Browsing social networks or reading the latest news free on your mobile while waiting for the metro has up until now been unthinkable.
According to Metro.cz, Prague’s transport authority (DPP) has reportedly purchased the necessary equipment to offer metro passengers free Wi-Fi at its busiest stations—and trial operations could begin as early as September or October.
“This is a pilot project at Hlavní nádraží, Pražského povstání, Náměstí Republiky, Smíchovské nádraží, Florenc B and Florenc C,” DPP spokeswoman Aneta Řehková told the publication.
In June of this year, JCDecaux launched free Wi-Fi on at a number of bus tram stops; the company originally started with 27 locations but by the end of the year aims to expand service to an additional 300 stops.
According to data from JCDecaux, about 30,000 connections are made per day. That number is growing every month.

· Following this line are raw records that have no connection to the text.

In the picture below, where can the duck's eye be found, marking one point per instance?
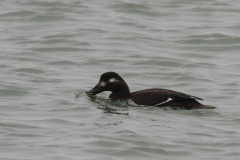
(112, 80)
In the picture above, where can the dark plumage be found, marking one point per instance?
(111, 81)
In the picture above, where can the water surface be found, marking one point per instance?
(53, 49)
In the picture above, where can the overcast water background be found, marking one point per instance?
(50, 50)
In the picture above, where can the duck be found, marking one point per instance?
(157, 97)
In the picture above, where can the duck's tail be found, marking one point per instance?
(206, 107)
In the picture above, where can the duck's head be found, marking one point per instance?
(110, 81)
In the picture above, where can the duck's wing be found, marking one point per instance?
(158, 97)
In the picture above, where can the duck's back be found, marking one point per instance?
(164, 97)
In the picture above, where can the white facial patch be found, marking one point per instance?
(102, 84)
(112, 80)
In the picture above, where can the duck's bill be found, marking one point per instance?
(95, 90)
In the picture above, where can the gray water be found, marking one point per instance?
(50, 50)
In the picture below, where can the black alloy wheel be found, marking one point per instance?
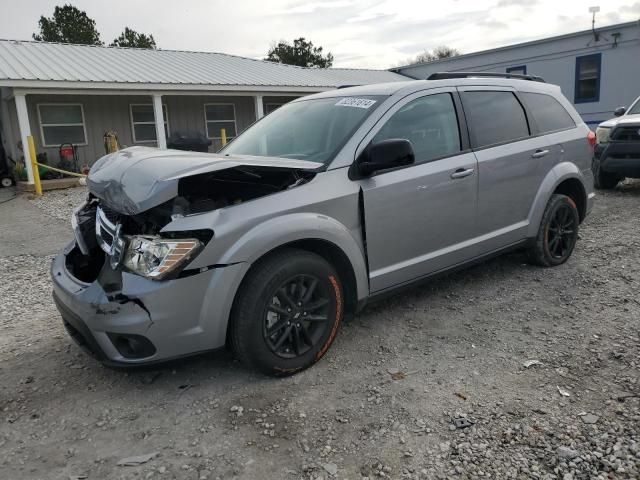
(557, 234)
(561, 232)
(297, 316)
(287, 312)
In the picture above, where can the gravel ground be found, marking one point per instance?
(437, 382)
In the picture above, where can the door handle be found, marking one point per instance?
(539, 153)
(462, 172)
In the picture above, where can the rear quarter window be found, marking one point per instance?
(547, 112)
(494, 117)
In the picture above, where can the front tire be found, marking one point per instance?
(557, 234)
(287, 312)
(604, 180)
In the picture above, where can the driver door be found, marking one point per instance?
(421, 218)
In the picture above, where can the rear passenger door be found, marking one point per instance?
(511, 163)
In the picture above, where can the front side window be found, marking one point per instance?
(219, 116)
(62, 123)
(547, 112)
(431, 125)
(494, 117)
(635, 107)
(313, 129)
(588, 78)
(143, 123)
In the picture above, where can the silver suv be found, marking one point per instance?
(323, 205)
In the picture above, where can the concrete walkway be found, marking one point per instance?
(25, 229)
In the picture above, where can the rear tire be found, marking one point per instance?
(287, 312)
(604, 180)
(557, 234)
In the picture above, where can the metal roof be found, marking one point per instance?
(42, 64)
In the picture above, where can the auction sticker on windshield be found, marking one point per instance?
(355, 102)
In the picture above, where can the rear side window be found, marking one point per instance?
(431, 125)
(494, 117)
(547, 112)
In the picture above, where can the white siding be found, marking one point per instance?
(555, 61)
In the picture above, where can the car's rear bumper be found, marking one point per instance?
(145, 321)
(622, 158)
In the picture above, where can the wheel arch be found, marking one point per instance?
(564, 178)
(574, 189)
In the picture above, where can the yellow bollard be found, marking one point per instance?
(34, 166)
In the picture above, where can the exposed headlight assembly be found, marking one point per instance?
(156, 258)
(602, 134)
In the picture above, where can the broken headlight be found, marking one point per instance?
(156, 257)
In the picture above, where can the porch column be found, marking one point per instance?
(259, 110)
(157, 113)
(25, 131)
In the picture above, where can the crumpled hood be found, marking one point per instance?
(136, 179)
(633, 119)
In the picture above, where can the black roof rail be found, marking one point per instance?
(446, 75)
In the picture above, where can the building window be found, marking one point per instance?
(62, 123)
(588, 69)
(271, 107)
(143, 123)
(218, 116)
(519, 70)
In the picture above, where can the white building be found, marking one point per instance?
(597, 70)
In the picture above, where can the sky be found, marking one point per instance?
(359, 33)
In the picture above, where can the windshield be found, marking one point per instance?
(635, 108)
(307, 130)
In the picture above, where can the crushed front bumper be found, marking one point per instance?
(622, 158)
(146, 321)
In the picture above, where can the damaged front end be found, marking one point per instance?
(124, 287)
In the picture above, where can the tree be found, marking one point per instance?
(436, 54)
(68, 25)
(301, 53)
(133, 39)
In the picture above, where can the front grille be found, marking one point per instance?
(108, 234)
(626, 134)
(105, 230)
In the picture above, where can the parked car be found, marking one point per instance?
(617, 151)
(327, 203)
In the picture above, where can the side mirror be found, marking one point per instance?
(391, 153)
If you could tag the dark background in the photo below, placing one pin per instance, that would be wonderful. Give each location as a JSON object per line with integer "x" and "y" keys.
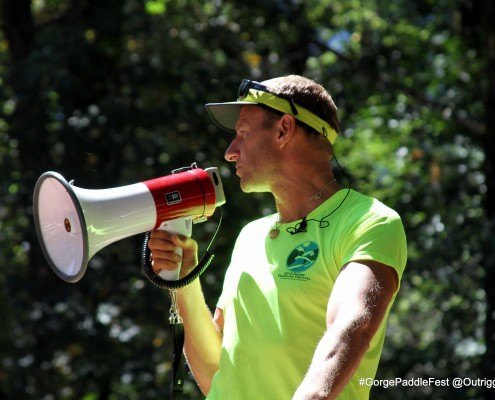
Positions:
{"x": 111, "y": 93}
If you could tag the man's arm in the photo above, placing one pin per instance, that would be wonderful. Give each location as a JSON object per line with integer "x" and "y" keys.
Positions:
{"x": 357, "y": 305}
{"x": 203, "y": 335}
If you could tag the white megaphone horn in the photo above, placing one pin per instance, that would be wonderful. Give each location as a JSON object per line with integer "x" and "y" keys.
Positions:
{"x": 73, "y": 223}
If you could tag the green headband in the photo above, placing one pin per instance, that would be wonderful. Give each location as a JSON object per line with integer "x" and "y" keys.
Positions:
{"x": 303, "y": 115}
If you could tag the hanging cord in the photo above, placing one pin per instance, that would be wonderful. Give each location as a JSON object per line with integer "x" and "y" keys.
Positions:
{"x": 175, "y": 320}
{"x": 301, "y": 227}
{"x": 189, "y": 278}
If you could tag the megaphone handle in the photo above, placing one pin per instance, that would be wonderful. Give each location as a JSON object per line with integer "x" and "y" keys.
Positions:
{"x": 180, "y": 226}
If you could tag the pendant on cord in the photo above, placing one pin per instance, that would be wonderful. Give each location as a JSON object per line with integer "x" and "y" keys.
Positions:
{"x": 274, "y": 233}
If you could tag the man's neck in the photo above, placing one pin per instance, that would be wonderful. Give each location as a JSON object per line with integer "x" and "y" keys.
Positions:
{"x": 296, "y": 198}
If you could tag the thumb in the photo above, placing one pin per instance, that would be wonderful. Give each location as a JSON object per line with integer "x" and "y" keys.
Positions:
{"x": 185, "y": 242}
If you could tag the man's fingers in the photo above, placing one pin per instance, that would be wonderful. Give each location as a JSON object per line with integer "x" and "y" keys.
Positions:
{"x": 161, "y": 264}
{"x": 160, "y": 244}
{"x": 166, "y": 255}
{"x": 185, "y": 242}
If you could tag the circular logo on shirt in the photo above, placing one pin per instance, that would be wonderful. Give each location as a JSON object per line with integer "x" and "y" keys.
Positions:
{"x": 303, "y": 257}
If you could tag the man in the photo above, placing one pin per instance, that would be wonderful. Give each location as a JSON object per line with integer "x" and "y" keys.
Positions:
{"x": 305, "y": 300}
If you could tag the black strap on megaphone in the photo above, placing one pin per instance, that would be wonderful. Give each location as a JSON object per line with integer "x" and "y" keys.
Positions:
{"x": 176, "y": 326}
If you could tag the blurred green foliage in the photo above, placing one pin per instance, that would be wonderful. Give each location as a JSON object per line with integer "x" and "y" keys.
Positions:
{"x": 111, "y": 93}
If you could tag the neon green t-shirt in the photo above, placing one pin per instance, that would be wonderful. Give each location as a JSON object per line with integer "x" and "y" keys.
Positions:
{"x": 276, "y": 292}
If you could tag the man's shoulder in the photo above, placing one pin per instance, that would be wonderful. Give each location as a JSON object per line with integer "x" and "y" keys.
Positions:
{"x": 370, "y": 206}
{"x": 259, "y": 225}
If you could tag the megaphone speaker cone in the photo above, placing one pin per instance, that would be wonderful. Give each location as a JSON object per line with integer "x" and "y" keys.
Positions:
{"x": 61, "y": 230}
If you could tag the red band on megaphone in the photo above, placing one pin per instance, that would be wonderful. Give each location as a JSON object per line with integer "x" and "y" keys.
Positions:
{"x": 185, "y": 194}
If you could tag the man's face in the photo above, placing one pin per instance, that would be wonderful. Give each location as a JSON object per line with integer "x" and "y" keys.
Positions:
{"x": 253, "y": 150}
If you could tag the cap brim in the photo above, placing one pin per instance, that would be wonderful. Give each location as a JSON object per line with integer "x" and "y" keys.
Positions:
{"x": 225, "y": 115}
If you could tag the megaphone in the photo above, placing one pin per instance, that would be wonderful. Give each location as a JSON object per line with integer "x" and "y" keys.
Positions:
{"x": 73, "y": 224}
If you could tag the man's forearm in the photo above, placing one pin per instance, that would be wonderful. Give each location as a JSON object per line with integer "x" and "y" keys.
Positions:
{"x": 336, "y": 358}
{"x": 203, "y": 339}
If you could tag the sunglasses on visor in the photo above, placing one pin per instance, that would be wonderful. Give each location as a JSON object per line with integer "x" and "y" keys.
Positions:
{"x": 247, "y": 84}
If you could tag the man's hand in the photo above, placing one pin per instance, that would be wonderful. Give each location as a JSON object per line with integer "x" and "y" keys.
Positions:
{"x": 163, "y": 245}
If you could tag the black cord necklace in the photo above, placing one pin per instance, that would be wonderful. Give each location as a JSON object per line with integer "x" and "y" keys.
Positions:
{"x": 301, "y": 227}
{"x": 274, "y": 232}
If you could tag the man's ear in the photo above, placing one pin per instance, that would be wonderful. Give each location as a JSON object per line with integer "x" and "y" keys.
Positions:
{"x": 286, "y": 126}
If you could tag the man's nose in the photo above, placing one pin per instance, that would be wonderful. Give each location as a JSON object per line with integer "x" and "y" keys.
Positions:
{"x": 232, "y": 152}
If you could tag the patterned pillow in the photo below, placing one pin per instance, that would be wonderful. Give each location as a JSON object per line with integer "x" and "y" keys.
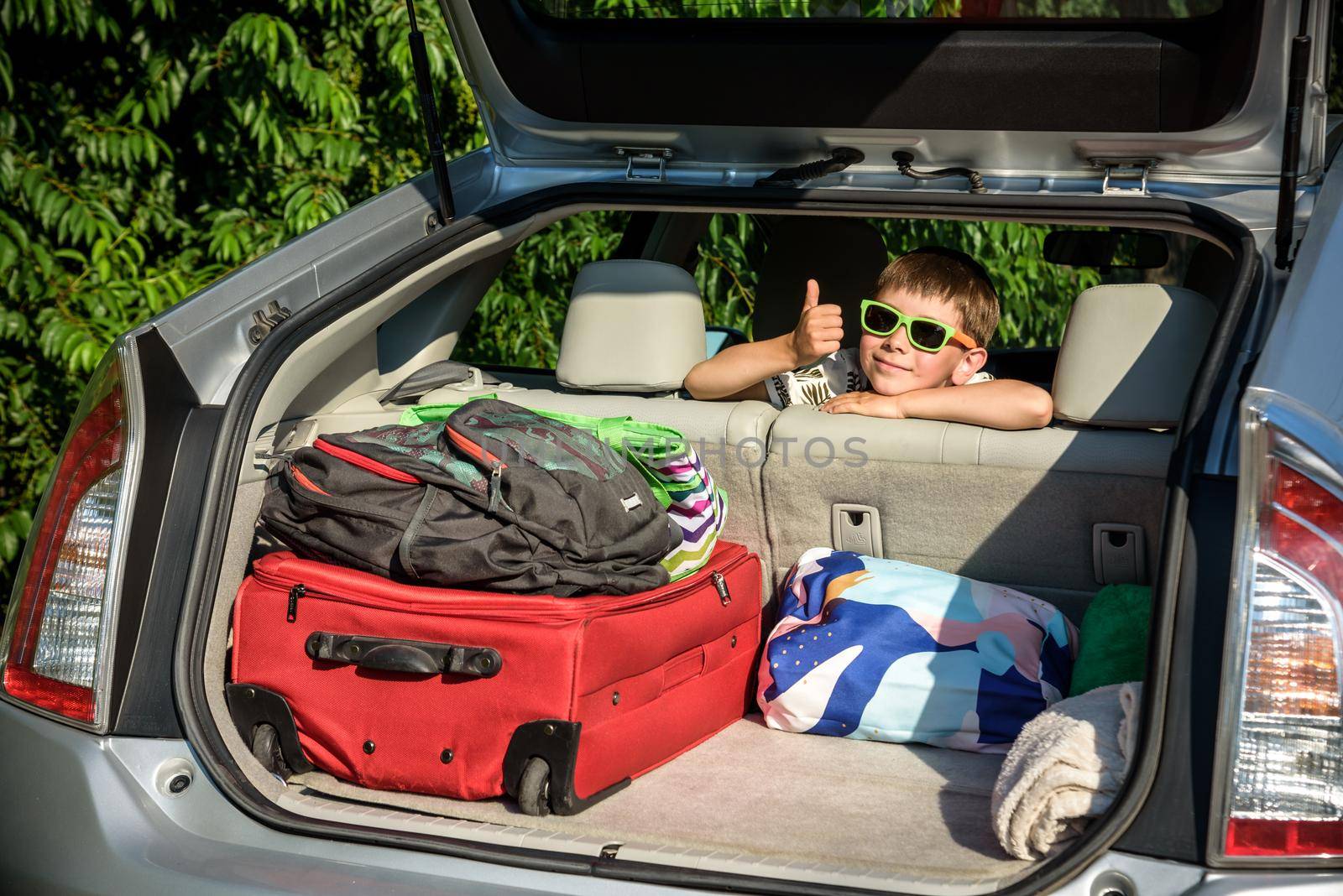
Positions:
{"x": 881, "y": 649}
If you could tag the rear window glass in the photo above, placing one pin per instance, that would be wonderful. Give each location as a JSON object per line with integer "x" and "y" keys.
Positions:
{"x": 521, "y": 318}
{"x": 1108, "y": 9}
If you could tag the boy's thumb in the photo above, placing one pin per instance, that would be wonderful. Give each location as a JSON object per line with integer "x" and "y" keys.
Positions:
{"x": 813, "y": 295}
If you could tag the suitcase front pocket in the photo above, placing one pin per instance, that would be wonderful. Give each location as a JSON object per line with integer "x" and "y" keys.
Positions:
{"x": 682, "y": 669}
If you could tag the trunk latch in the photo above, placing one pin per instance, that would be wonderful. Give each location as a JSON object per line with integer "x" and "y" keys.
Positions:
{"x": 645, "y": 163}
{"x": 1121, "y": 175}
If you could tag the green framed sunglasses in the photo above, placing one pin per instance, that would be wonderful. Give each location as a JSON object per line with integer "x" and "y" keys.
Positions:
{"x": 926, "y": 334}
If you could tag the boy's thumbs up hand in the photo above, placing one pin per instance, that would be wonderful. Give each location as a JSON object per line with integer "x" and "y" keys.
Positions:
{"x": 819, "y": 329}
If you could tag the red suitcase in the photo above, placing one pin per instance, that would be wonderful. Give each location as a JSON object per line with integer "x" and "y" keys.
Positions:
{"x": 557, "y": 701}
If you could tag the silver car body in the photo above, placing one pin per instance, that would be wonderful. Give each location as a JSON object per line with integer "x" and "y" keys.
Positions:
{"x": 93, "y": 813}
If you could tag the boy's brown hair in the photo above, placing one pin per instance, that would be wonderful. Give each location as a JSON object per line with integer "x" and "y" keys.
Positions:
{"x": 954, "y": 277}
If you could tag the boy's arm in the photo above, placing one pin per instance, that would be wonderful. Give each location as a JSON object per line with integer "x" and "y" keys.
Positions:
{"x": 1001, "y": 404}
{"x": 740, "y": 371}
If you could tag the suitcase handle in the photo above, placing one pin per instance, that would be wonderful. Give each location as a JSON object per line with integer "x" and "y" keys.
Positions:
{"x": 393, "y": 655}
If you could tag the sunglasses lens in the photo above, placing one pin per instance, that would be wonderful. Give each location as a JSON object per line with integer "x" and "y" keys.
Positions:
{"x": 928, "y": 334}
{"x": 879, "y": 320}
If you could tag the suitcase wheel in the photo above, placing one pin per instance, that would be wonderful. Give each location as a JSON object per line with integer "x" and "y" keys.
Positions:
{"x": 266, "y": 750}
{"x": 534, "y": 789}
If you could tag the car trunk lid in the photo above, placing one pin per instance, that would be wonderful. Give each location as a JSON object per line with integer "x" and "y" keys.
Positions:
{"x": 1159, "y": 96}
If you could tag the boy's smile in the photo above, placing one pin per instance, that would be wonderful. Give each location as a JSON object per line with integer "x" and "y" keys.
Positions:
{"x": 895, "y": 367}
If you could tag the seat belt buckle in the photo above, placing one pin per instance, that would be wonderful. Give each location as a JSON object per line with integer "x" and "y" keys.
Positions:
{"x": 1119, "y": 555}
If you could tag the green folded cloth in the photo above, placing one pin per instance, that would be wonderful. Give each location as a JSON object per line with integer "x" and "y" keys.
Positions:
{"x": 1114, "y": 638}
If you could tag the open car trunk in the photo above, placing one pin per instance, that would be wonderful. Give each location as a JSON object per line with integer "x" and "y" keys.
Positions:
{"x": 751, "y": 800}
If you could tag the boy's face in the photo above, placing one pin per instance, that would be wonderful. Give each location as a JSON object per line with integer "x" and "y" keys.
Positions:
{"x": 895, "y": 367}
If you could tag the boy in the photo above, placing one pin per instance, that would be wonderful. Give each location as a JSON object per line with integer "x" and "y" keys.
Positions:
{"x": 923, "y": 345}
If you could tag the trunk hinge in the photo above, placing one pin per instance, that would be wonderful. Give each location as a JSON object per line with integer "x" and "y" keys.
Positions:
{"x": 436, "y": 160}
{"x": 1121, "y": 175}
{"x": 645, "y": 163}
{"x": 1296, "y": 74}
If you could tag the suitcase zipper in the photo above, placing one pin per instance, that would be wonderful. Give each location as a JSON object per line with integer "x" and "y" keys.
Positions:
{"x": 720, "y": 585}
{"x": 295, "y": 593}
{"x": 524, "y": 607}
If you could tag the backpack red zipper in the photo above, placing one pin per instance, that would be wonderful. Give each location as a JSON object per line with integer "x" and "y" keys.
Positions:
{"x": 472, "y": 448}
{"x": 366, "y": 463}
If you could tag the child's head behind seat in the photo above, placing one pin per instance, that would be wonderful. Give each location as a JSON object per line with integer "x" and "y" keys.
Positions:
{"x": 933, "y": 286}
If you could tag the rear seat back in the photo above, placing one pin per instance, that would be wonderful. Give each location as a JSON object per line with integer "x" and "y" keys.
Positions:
{"x": 1009, "y": 508}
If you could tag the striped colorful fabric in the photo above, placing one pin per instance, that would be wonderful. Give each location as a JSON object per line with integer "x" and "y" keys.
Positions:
{"x": 668, "y": 463}
{"x": 693, "y": 503}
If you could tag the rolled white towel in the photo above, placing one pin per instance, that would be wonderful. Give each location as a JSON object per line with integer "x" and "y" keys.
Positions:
{"x": 1065, "y": 768}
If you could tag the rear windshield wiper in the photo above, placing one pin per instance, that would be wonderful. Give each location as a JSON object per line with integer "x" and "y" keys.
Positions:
{"x": 839, "y": 159}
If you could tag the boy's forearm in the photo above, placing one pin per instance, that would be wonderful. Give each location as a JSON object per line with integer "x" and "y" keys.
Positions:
{"x": 1002, "y": 404}
{"x": 740, "y": 367}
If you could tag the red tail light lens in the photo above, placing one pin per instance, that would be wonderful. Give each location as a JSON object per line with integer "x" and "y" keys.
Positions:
{"x": 1283, "y": 710}
{"x": 55, "y": 643}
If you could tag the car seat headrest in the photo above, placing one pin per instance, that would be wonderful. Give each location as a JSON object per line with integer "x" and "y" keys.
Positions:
{"x": 845, "y": 255}
{"x": 1130, "y": 354}
{"x": 631, "y": 326}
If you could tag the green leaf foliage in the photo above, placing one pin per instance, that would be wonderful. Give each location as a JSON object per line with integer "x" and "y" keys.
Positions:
{"x": 149, "y": 147}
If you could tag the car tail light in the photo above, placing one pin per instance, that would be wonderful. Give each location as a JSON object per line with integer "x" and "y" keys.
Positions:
{"x": 1282, "y": 738}
{"x": 57, "y": 644}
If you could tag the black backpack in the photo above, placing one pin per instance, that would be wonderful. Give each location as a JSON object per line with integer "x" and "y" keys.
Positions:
{"x": 494, "y": 497}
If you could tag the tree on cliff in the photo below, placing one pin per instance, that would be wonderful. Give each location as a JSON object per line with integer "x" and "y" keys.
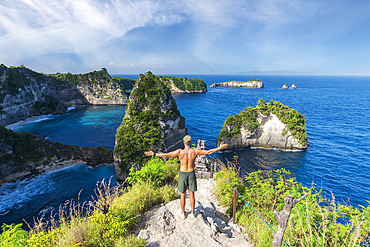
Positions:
{"x": 151, "y": 116}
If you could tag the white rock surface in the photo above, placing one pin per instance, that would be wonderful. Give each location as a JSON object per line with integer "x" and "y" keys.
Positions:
{"x": 268, "y": 135}
{"x": 163, "y": 226}
{"x": 249, "y": 84}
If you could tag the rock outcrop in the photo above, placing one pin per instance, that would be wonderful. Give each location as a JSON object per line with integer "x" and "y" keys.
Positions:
{"x": 151, "y": 121}
{"x": 25, "y": 93}
{"x": 269, "y": 125}
{"x": 23, "y": 155}
{"x": 249, "y": 84}
{"x": 184, "y": 85}
{"x": 163, "y": 226}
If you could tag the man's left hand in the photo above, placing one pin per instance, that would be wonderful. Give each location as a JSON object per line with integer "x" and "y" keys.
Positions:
{"x": 149, "y": 153}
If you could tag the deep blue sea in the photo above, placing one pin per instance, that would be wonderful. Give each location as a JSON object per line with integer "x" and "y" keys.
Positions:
{"x": 337, "y": 110}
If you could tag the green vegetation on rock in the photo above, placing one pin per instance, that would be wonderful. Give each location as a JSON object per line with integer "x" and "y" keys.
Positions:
{"x": 184, "y": 84}
{"x": 140, "y": 129}
{"x": 294, "y": 120}
{"x": 125, "y": 83}
{"x": 315, "y": 221}
{"x": 95, "y": 77}
{"x": 46, "y": 107}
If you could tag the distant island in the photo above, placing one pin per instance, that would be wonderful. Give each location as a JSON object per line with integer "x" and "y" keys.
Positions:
{"x": 268, "y": 125}
{"x": 254, "y": 83}
{"x": 184, "y": 85}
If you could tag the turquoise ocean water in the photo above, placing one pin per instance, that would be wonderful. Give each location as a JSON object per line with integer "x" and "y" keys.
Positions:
{"x": 338, "y": 159}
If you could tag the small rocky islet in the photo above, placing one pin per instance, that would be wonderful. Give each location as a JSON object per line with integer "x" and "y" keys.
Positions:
{"x": 254, "y": 83}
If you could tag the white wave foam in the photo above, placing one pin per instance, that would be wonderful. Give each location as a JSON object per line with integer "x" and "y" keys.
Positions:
{"x": 45, "y": 210}
{"x": 15, "y": 195}
{"x": 34, "y": 119}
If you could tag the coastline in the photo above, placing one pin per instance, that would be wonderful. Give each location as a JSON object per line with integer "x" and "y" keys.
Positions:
{"x": 50, "y": 167}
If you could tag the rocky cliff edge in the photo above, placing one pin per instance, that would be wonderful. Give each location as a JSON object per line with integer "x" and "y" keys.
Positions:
{"x": 25, "y": 93}
{"x": 269, "y": 125}
{"x": 248, "y": 84}
{"x": 151, "y": 121}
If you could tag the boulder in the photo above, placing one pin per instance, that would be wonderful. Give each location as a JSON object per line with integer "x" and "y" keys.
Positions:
{"x": 211, "y": 227}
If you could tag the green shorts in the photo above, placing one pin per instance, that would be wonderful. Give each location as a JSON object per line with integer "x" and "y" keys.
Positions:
{"x": 187, "y": 180}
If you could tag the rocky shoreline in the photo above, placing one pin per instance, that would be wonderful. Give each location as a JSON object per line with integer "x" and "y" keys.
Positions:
{"x": 248, "y": 84}
{"x": 163, "y": 226}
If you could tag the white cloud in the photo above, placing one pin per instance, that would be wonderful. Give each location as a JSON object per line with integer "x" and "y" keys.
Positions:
{"x": 80, "y": 34}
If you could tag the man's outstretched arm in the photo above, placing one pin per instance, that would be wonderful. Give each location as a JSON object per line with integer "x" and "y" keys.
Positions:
{"x": 211, "y": 151}
{"x": 172, "y": 154}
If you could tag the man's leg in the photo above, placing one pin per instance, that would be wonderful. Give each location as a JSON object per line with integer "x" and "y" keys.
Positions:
{"x": 182, "y": 201}
{"x": 192, "y": 201}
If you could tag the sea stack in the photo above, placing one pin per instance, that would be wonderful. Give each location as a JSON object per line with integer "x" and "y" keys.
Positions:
{"x": 184, "y": 85}
{"x": 268, "y": 125}
{"x": 249, "y": 84}
{"x": 151, "y": 122}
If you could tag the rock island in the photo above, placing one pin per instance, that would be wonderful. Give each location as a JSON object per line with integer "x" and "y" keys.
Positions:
{"x": 250, "y": 84}
{"x": 268, "y": 125}
{"x": 151, "y": 121}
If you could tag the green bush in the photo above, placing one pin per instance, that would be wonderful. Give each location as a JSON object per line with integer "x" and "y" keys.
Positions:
{"x": 13, "y": 235}
{"x": 156, "y": 171}
{"x": 294, "y": 120}
{"x": 140, "y": 129}
{"x": 184, "y": 83}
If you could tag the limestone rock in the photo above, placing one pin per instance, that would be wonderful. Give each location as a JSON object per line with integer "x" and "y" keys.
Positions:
{"x": 151, "y": 121}
{"x": 184, "y": 85}
{"x": 270, "y": 131}
{"x": 249, "y": 84}
{"x": 165, "y": 226}
{"x": 21, "y": 89}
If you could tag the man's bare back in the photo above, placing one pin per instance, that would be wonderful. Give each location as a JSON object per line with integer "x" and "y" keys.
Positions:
{"x": 187, "y": 178}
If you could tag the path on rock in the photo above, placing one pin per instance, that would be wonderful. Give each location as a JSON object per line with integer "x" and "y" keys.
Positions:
{"x": 163, "y": 225}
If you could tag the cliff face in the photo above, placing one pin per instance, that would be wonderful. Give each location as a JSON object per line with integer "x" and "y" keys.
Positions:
{"x": 98, "y": 87}
{"x": 151, "y": 121}
{"x": 184, "y": 85}
{"x": 268, "y": 135}
{"x": 270, "y": 125}
{"x": 25, "y": 93}
{"x": 23, "y": 155}
{"x": 249, "y": 84}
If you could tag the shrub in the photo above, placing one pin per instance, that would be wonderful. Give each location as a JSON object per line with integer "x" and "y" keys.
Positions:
{"x": 317, "y": 221}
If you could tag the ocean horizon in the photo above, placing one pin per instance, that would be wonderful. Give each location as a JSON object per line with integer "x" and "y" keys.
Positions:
{"x": 337, "y": 160}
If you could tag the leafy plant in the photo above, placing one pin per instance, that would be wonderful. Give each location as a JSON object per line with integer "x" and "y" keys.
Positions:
{"x": 317, "y": 221}
{"x": 247, "y": 118}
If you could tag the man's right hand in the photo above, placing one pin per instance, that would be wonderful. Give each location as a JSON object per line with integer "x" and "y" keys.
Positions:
{"x": 222, "y": 145}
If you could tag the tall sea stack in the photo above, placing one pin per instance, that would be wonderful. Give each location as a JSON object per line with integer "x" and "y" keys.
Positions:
{"x": 151, "y": 121}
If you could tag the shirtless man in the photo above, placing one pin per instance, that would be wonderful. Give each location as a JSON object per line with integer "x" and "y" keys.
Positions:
{"x": 187, "y": 179}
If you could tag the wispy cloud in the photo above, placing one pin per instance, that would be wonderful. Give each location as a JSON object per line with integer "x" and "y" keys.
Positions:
{"x": 175, "y": 36}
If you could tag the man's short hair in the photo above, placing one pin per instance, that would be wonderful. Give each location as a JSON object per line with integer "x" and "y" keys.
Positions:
{"x": 187, "y": 139}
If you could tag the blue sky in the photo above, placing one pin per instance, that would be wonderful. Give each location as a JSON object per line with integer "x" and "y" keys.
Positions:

While the news of free Wi-Fi at metro stations across the Czech capital may appeal to many, psychologists have serious reservations about the introduction of mobile signals on platforms.
“More and more people are breaking away from the outside world and falling into autism,” one mental health professional told the publication.
Other opponents expressed concerns about safety.
In many countries, free Wi-Fi is standard not only in stations and subway cars but also, in the case of Moscow, for instance, even public spaces like cemeteries.